Mannaja
Autres titres: Mannaja l'homme à la hache / Mannaja a man called Blade
Real: Sergio Martino
Année: 1977
Origine: Italie
Genre: Western
Durée: 91mn
Acteurs: Maurizio Merli, John Steiner, Philippe Leroy, Martine Brochard, Sonja Jeannine, Donald O'Brien, Salvatore Puntillo, Rik Battaglia, Antonio Casale, Enzio Fiormente, Sofia Lombardo, Sergio Tadioli...

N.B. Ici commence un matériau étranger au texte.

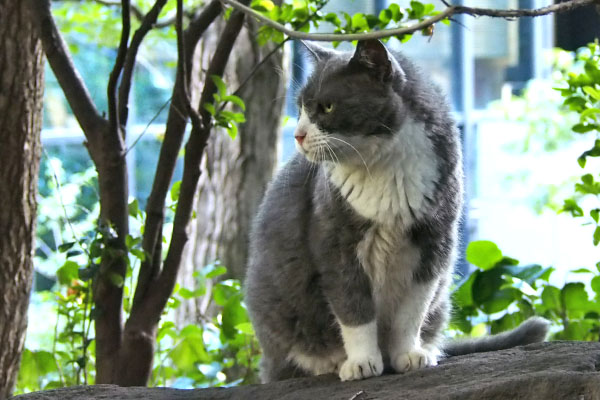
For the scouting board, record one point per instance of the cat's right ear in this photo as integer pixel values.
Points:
(316, 52)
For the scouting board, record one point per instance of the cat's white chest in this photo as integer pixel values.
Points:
(398, 184)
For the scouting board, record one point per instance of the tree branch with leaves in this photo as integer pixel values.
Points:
(124, 351)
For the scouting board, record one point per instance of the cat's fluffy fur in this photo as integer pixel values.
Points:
(353, 247)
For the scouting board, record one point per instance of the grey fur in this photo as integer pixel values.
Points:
(533, 330)
(316, 261)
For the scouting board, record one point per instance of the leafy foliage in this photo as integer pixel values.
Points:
(301, 14)
(582, 95)
(500, 294)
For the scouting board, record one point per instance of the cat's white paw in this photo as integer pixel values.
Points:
(414, 359)
(361, 368)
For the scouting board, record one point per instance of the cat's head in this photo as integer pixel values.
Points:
(350, 104)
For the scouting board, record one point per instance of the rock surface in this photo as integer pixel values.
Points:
(556, 370)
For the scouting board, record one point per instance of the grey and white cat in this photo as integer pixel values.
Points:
(353, 248)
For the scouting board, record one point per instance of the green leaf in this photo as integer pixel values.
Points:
(134, 208)
(65, 246)
(235, 100)
(359, 22)
(572, 207)
(232, 130)
(417, 10)
(592, 92)
(397, 13)
(574, 298)
(486, 284)
(581, 271)
(595, 213)
(218, 270)
(262, 5)
(68, 272)
(116, 279)
(385, 16)
(483, 254)
(583, 128)
(175, 191)
(210, 108)
(233, 314)
(595, 284)
(500, 300)
(463, 295)
(85, 274)
(551, 299)
(575, 103)
(245, 327)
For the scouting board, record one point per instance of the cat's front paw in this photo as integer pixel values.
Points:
(361, 368)
(414, 359)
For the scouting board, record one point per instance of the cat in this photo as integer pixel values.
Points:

Résumé: Blade est un mystérieux chasseur de primes constamment armé d'une hache dont il se sert pour tuer ses ennemis. Il débarque dans une petite bourgade corrompue nommée Suttonville. Elle est tenue par un riche propriétaire paralytique, Mc Gowan. En fait le vieil homme a jadis tué le père de Blade qui est venu se venger. Il n'avait pas prévu que Mc Gowan lui demande de l'aider à se débarrasser d'un homme particulièrement dangereux et sadique, Noller, dont sa fille s'est éprise...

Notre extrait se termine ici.